Infektion
Hygienische Aufbereitung von Medizinprodukten
Die Anforderungen an die Aufbereitung von Ultraschallsonden sind diffizil und hängen von der Nutzung der Sonden ab. Trotz diverser Vorschriften und der DIN EN ISO 17664 ist es schwierig, die Aufbereitung sicherzustellen. Pro Jahr erleiden allein in Deutschland rund eine Million Patienten eine Infektion im Gesundheitswesen (nosokomiale Infektion) und es ist davon auszugehen, dass ca. 30.000 Todesfälle jedes Jahr auf diese Infektionen zurückzuführen sind. Wie hoch letztlich der Anteil der nicht adäquaten Aufbereitung von Medizinprodukten daran ist, lässt sich nicht zur Gänze klären. „Jedoch sind diese Zahlen erschreckend hoch“, meint Dr. med. univ. Sebastian Werner, Facharzt für Hygiene und Umweltmedizin und Geschäftsführer des akkreditierten Prüflabors HygCen Germany GmbH, Schwerin und sieht großen Diskussionsbedarf, auch hinsichtlich der juristischen Konsequenzen und der damit verbunden Kosten.

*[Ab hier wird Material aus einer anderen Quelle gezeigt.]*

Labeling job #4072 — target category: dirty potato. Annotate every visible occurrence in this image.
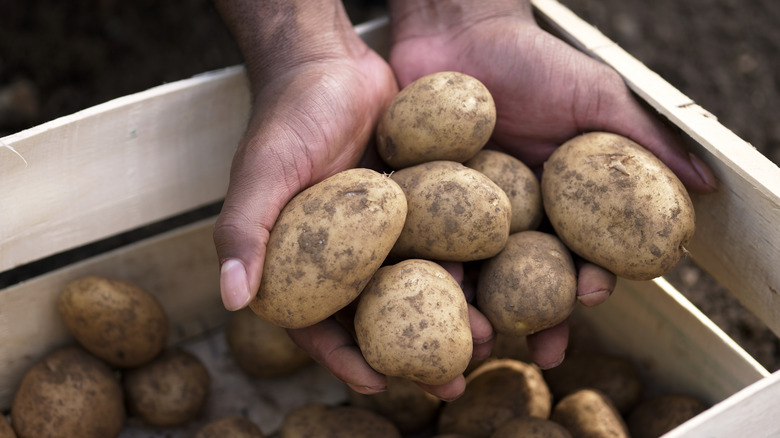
[250,169,406,328]
[57,275,168,368]
[349,377,441,434]
[376,71,496,169]
[124,348,211,427]
[543,351,644,414]
[355,259,473,385]
[550,389,630,438]
[391,161,512,262]
[476,231,577,336]
[437,359,552,438]
[463,149,544,233]
[542,132,695,280]
[11,346,125,438]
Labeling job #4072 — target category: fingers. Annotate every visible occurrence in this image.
[287,318,387,395]
[418,375,466,401]
[575,59,717,193]
[213,123,310,310]
[526,320,569,370]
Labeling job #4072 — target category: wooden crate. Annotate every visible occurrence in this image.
[0,0,780,437]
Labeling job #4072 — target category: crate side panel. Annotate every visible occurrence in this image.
[0,68,249,271]
[533,0,780,335]
[0,218,228,410]
[576,278,769,403]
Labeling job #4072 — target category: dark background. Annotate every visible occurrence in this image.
[0,0,780,371]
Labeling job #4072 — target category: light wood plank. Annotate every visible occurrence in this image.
[576,278,769,403]
[533,0,780,335]
[664,372,780,438]
[0,67,249,271]
[0,218,228,410]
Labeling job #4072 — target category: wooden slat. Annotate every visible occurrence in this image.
[533,0,780,335]
[0,218,228,410]
[664,372,780,438]
[0,67,249,272]
[576,278,769,403]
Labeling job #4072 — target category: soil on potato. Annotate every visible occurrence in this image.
[0,0,780,371]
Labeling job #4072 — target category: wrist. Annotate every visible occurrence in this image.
[389,0,533,41]
[214,0,365,91]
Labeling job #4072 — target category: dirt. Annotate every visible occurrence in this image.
[0,0,780,371]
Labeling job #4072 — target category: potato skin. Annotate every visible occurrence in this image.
[250,169,407,328]
[627,394,707,438]
[550,389,629,438]
[225,309,312,377]
[437,359,552,438]
[57,275,168,368]
[195,416,265,438]
[542,132,695,280]
[376,71,496,169]
[543,351,644,414]
[349,377,441,434]
[124,348,211,427]
[11,346,125,438]
[463,149,544,233]
[476,231,577,336]
[391,161,512,262]
[279,403,401,438]
[355,259,473,385]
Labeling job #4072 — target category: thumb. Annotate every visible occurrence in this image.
[213,125,314,310]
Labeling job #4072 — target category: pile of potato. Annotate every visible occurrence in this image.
[0,72,703,438]
[251,72,694,384]
[0,275,241,438]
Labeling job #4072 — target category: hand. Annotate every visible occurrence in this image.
[390,0,715,368]
[214,0,492,399]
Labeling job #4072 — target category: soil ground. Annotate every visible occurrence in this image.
[0,0,780,371]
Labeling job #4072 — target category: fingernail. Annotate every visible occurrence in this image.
[219,259,250,310]
[577,289,611,307]
[688,152,718,190]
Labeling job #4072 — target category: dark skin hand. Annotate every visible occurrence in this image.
[214,0,714,400]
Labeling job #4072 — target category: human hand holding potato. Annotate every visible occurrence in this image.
[214,0,492,399]
[390,0,715,368]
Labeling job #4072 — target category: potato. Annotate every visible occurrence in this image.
[11,346,125,438]
[470,149,544,233]
[349,377,441,434]
[355,259,473,385]
[476,231,577,336]
[0,414,17,438]
[376,71,496,169]
[279,403,401,438]
[550,389,629,438]
[124,348,211,427]
[57,275,168,368]
[542,132,695,280]
[250,169,406,328]
[391,161,512,262]
[627,394,707,438]
[225,309,312,377]
[543,351,644,414]
[437,359,552,438]
[490,417,571,438]
[195,416,265,438]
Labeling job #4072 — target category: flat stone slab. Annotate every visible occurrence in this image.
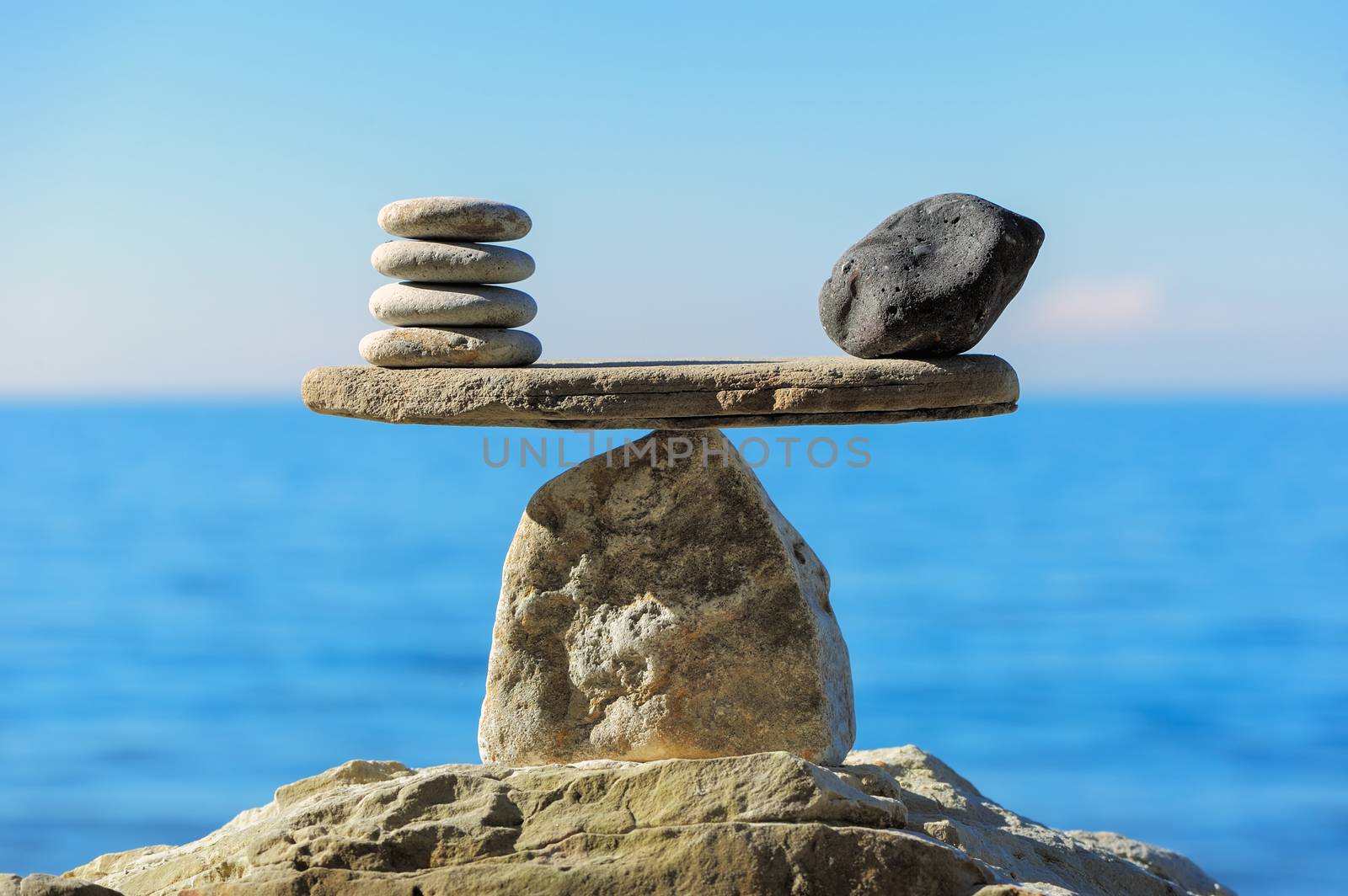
[301,355,1020,429]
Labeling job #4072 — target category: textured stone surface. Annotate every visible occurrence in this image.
[301,355,1019,429]
[360,326,543,368]
[477,429,856,765]
[379,195,534,243]
[820,193,1043,359]
[369,240,534,283]
[369,283,538,328]
[0,874,117,896]
[57,746,1229,896]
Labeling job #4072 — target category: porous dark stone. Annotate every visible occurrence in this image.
[820,193,1043,359]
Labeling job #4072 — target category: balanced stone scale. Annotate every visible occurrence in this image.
[39,194,1229,896]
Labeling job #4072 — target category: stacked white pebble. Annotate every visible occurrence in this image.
[360,197,543,368]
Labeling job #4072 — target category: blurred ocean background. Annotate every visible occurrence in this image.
[0,399,1348,896]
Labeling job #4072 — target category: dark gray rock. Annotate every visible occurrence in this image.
[820,193,1043,359]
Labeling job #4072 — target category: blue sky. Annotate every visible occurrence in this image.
[0,3,1348,396]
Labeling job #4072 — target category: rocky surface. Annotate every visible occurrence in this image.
[55,746,1229,896]
[369,240,534,283]
[359,326,543,368]
[379,195,534,243]
[302,355,1019,429]
[477,429,856,765]
[369,283,538,328]
[820,193,1043,359]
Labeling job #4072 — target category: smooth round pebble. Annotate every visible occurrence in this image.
[379,195,534,243]
[360,326,543,368]
[369,283,538,326]
[369,240,534,283]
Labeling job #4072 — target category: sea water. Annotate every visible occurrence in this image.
[0,400,1348,896]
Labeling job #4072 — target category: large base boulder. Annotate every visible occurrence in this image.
[61,746,1229,896]
[479,429,856,765]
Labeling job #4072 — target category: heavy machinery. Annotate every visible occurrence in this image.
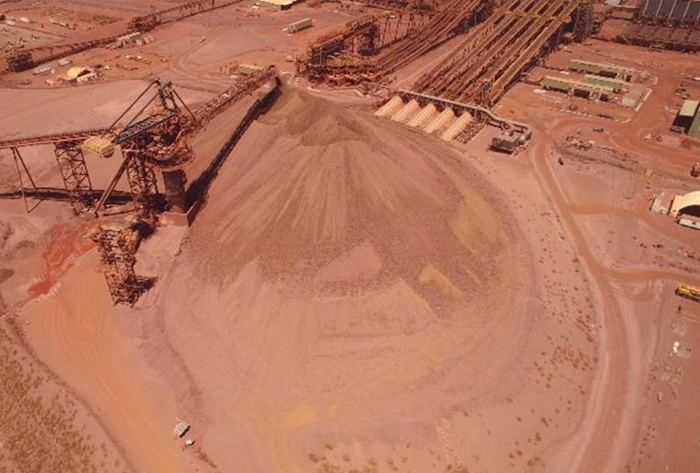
[676,284,700,303]
[0,68,279,305]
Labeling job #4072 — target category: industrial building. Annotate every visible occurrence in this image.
[542,76,615,101]
[259,0,297,10]
[671,100,700,138]
[282,18,314,34]
[583,74,629,94]
[669,191,700,218]
[569,59,637,82]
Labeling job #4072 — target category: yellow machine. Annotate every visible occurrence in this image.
[676,284,700,302]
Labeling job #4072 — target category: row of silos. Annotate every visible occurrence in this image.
[374,95,473,141]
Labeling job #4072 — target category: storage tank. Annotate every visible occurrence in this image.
[423,107,455,133]
[391,99,420,122]
[440,112,472,141]
[374,95,403,117]
[408,103,437,128]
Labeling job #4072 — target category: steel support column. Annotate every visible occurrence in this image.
[12,148,41,213]
[122,148,158,224]
[54,141,92,214]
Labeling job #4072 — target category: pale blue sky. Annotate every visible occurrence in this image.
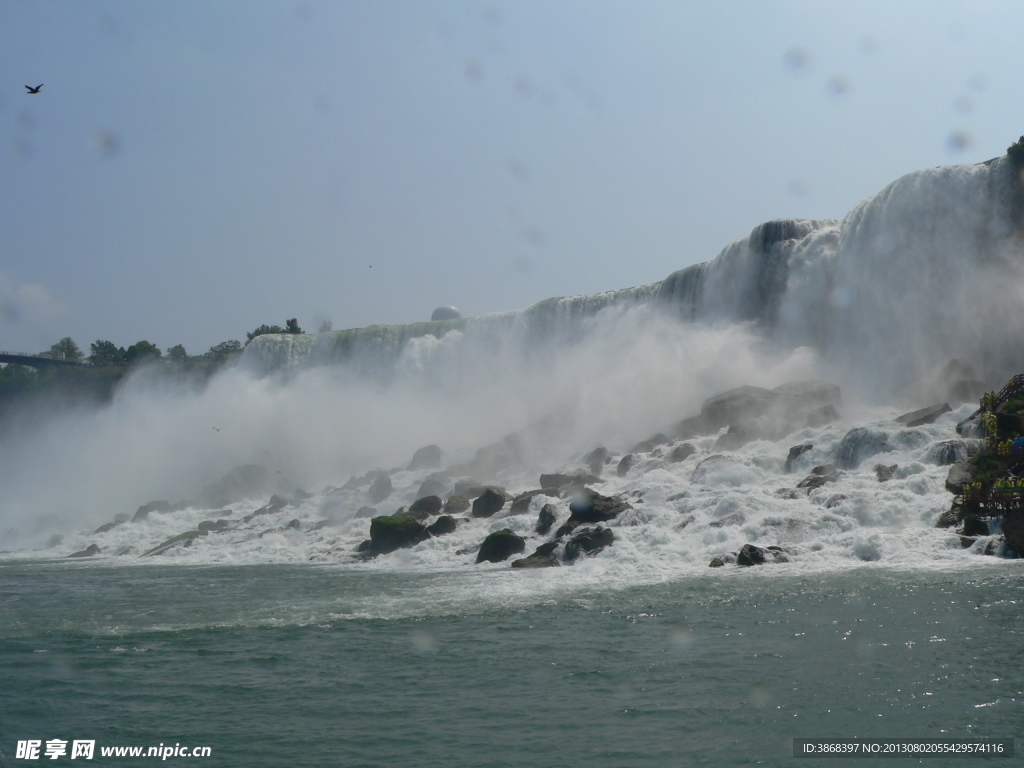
[0,0,1024,353]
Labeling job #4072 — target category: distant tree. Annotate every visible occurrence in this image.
[203,339,242,362]
[167,344,188,362]
[246,325,285,344]
[125,340,163,366]
[40,336,83,362]
[89,339,125,366]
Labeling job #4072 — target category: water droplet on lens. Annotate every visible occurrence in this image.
[946,131,972,153]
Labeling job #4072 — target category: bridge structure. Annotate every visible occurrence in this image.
[0,351,86,368]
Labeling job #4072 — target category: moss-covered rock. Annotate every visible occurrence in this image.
[476,528,526,563]
[370,515,430,554]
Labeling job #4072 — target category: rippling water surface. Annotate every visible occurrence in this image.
[0,561,1024,766]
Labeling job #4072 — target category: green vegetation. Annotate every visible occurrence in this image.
[1007,136,1024,168]
[246,317,305,344]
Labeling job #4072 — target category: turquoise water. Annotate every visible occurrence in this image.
[0,559,1024,766]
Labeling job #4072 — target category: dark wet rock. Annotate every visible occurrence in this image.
[512,542,561,568]
[583,445,608,475]
[1002,511,1024,553]
[836,427,890,469]
[895,402,951,427]
[142,530,203,557]
[370,515,429,554]
[961,515,991,536]
[569,488,632,522]
[615,454,636,477]
[700,386,782,430]
[630,432,670,454]
[672,416,715,440]
[406,496,444,520]
[131,501,171,522]
[782,442,814,474]
[541,472,601,488]
[509,488,558,515]
[473,488,506,517]
[452,480,505,499]
[409,445,441,469]
[946,459,974,496]
[564,525,615,562]
[712,424,764,451]
[367,475,394,504]
[196,519,231,534]
[416,477,447,499]
[476,528,526,563]
[708,512,746,528]
[535,504,557,536]
[928,440,970,466]
[444,494,469,515]
[68,544,101,557]
[669,442,697,464]
[736,544,768,565]
[874,464,899,482]
[804,406,840,429]
[427,515,457,537]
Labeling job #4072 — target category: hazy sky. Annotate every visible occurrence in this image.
[0,0,1024,353]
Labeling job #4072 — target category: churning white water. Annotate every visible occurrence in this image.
[0,159,1024,591]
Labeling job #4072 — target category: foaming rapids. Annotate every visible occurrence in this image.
[0,159,1024,584]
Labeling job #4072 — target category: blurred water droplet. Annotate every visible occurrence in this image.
[410,630,437,656]
[946,131,972,153]
[463,58,483,83]
[785,178,807,198]
[953,95,974,114]
[782,47,811,72]
[96,131,121,160]
[825,75,850,96]
[750,685,771,710]
[967,72,988,93]
[669,624,695,650]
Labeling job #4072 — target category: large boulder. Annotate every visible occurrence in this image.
[407,496,444,520]
[367,475,394,504]
[535,504,558,536]
[473,488,505,517]
[565,525,615,562]
[512,542,561,568]
[370,515,429,554]
[896,402,951,427]
[409,445,441,469]
[569,488,632,522]
[836,427,890,469]
[782,442,814,474]
[946,459,974,496]
[68,544,100,557]
[427,515,457,537]
[476,528,526,563]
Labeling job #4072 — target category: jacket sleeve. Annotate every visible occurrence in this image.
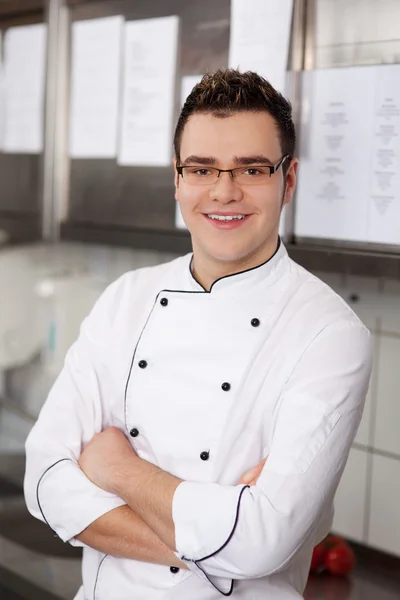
[24,282,125,546]
[173,320,372,596]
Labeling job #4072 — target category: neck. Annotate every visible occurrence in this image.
[192,237,278,292]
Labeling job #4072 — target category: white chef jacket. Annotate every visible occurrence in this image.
[25,243,371,600]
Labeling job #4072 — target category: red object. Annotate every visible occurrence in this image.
[325,542,355,575]
[310,542,326,573]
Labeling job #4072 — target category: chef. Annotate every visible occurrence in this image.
[25,70,371,600]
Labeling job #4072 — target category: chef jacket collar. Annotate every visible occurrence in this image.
[188,237,288,294]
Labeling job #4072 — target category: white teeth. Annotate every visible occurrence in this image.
[207,215,246,221]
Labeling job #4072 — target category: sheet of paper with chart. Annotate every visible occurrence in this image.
[368,65,400,244]
[3,24,47,154]
[229,0,293,93]
[118,16,179,167]
[70,16,123,158]
[295,67,375,241]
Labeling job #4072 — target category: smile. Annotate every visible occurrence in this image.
[207,215,246,221]
[204,213,251,230]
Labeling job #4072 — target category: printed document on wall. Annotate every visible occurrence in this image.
[229,0,293,93]
[368,64,400,244]
[118,16,179,167]
[70,16,123,158]
[295,67,375,241]
[3,24,47,154]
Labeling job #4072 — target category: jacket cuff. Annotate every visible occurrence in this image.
[172,481,248,561]
[35,459,126,546]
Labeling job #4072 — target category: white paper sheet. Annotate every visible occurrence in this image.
[70,16,123,158]
[229,0,293,93]
[368,64,400,244]
[181,75,203,106]
[295,67,376,241]
[3,24,47,154]
[118,16,179,166]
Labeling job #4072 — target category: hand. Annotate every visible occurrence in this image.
[78,427,139,494]
[239,456,268,485]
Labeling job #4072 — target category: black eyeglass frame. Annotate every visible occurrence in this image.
[176,154,290,181]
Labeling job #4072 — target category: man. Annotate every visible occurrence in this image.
[25,70,371,600]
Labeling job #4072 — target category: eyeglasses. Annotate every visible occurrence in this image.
[176,154,289,185]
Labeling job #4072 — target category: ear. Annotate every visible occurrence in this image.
[172,157,179,201]
[282,158,299,208]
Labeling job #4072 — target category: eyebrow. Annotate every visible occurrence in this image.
[181,154,273,166]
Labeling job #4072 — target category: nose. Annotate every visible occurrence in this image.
[210,173,243,204]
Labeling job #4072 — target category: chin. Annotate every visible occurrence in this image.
[205,245,257,263]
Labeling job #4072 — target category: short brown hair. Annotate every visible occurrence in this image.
[174,69,296,170]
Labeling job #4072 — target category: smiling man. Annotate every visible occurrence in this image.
[25,70,371,600]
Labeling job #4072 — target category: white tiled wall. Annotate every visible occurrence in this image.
[317,273,400,556]
[373,336,400,458]
[366,455,400,556]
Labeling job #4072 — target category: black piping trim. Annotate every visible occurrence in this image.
[124,289,204,431]
[36,458,72,537]
[195,561,235,596]
[181,485,250,596]
[124,236,282,432]
[93,554,108,600]
[124,292,162,431]
[189,236,282,294]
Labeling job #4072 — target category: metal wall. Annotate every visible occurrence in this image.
[68,0,230,230]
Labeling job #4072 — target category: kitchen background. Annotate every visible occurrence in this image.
[0,0,400,600]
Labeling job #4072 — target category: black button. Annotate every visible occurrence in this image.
[349,294,360,302]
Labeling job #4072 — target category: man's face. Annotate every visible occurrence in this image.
[175,111,297,268]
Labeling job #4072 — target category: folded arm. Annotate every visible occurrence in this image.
[24,278,185,568]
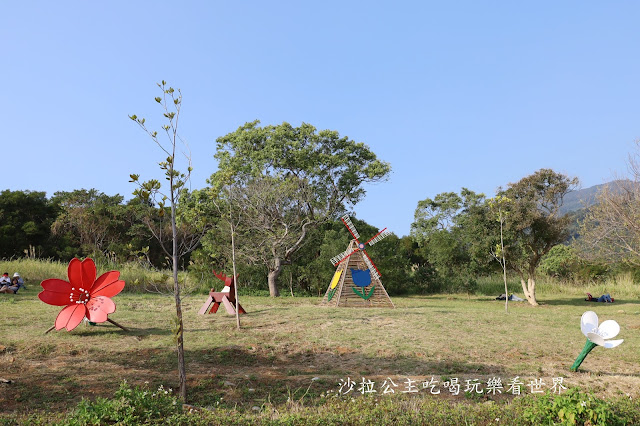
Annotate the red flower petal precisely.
[91,271,124,297]
[56,303,87,331]
[86,296,116,322]
[38,278,71,306]
[67,257,96,291]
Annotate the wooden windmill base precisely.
[320,240,395,308]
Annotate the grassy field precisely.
[0,266,640,424]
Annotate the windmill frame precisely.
[321,215,395,308]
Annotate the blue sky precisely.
[0,0,640,235]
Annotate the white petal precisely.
[580,311,598,337]
[587,333,605,346]
[604,339,624,348]
[598,320,620,339]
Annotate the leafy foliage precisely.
[209,121,391,296]
[524,388,621,425]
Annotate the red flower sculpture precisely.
[38,258,124,331]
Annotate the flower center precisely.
[591,327,608,339]
[69,287,91,305]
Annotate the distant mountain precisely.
[560,180,636,214]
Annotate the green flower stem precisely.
[571,339,598,371]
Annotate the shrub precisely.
[523,388,622,425]
[65,381,182,425]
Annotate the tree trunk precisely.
[171,198,187,402]
[520,276,538,306]
[268,257,282,297]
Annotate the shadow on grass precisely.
[538,297,640,310]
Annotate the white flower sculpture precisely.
[571,311,624,371]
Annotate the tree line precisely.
[0,134,640,305]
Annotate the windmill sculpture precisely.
[322,215,395,308]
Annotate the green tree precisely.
[51,189,126,256]
[210,121,391,297]
[411,188,495,292]
[499,169,578,306]
[129,81,207,400]
[487,195,511,312]
[0,190,58,258]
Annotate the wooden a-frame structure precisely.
[320,240,395,308]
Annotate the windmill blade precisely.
[362,250,380,279]
[341,215,360,241]
[331,247,358,266]
[365,228,391,246]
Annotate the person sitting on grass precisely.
[584,293,615,303]
[0,272,24,294]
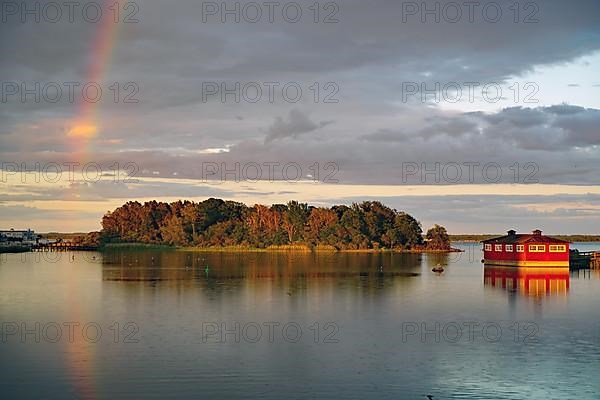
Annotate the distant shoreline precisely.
[100,243,464,254]
[449,234,600,243]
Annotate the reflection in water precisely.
[483,265,569,297]
[0,246,600,400]
[102,252,424,284]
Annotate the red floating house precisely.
[482,230,570,267]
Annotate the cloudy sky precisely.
[0,0,600,233]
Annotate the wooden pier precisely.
[569,250,600,269]
[31,242,98,252]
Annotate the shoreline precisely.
[113,245,464,254]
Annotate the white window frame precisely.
[550,244,567,253]
[529,244,546,253]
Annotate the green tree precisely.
[425,224,450,250]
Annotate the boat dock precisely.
[31,242,98,252]
[569,250,600,269]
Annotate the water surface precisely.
[0,243,600,399]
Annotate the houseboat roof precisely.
[481,229,570,244]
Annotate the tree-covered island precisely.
[99,199,452,251]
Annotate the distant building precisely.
[482,230,570,267]
[0,229,38,245]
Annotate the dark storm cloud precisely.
[265,109,332,142]
[0,0,600,184]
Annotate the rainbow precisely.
[67,0,121,161]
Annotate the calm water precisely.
[0,243,600,400]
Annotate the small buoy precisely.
[431,264,444,272]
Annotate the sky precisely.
[0,0,600,234]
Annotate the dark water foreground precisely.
[0,244,600,400]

Die Mindestanforderungen an die Aufbereitung von Medizinprodukten unterliegen einer Einteilung aufgrund Ihres bestimmungsgemäß Gebrauchs in unkritische, semikritische oder kritische Medizinprodukte, die das Robert Koch Institut (RKI) je nach Einsatzgebiet festgelegt hat. Auf intakter Haut verwendet, beispielsweise beim klassischen Schwangerschaftsultraschall auf dem Bauch, unterliegt die Sonde naturgemäß einem anderen Risiko, als beispielsweise rektal oder transvaginal genutzte Sonden oder – wie im kritischen Fall – intraoperativ genutzte Sonden. Je nach Einsatzgebiet muss auch die Aufbereitung dieser Medizinprodukte entsprechend vorgenommen werden. „Der Anspruch jedes Patienten, dass keine humanpathogenen Erreger übertragen werden können, ist einfach und nachvollziehbar“, so Werner.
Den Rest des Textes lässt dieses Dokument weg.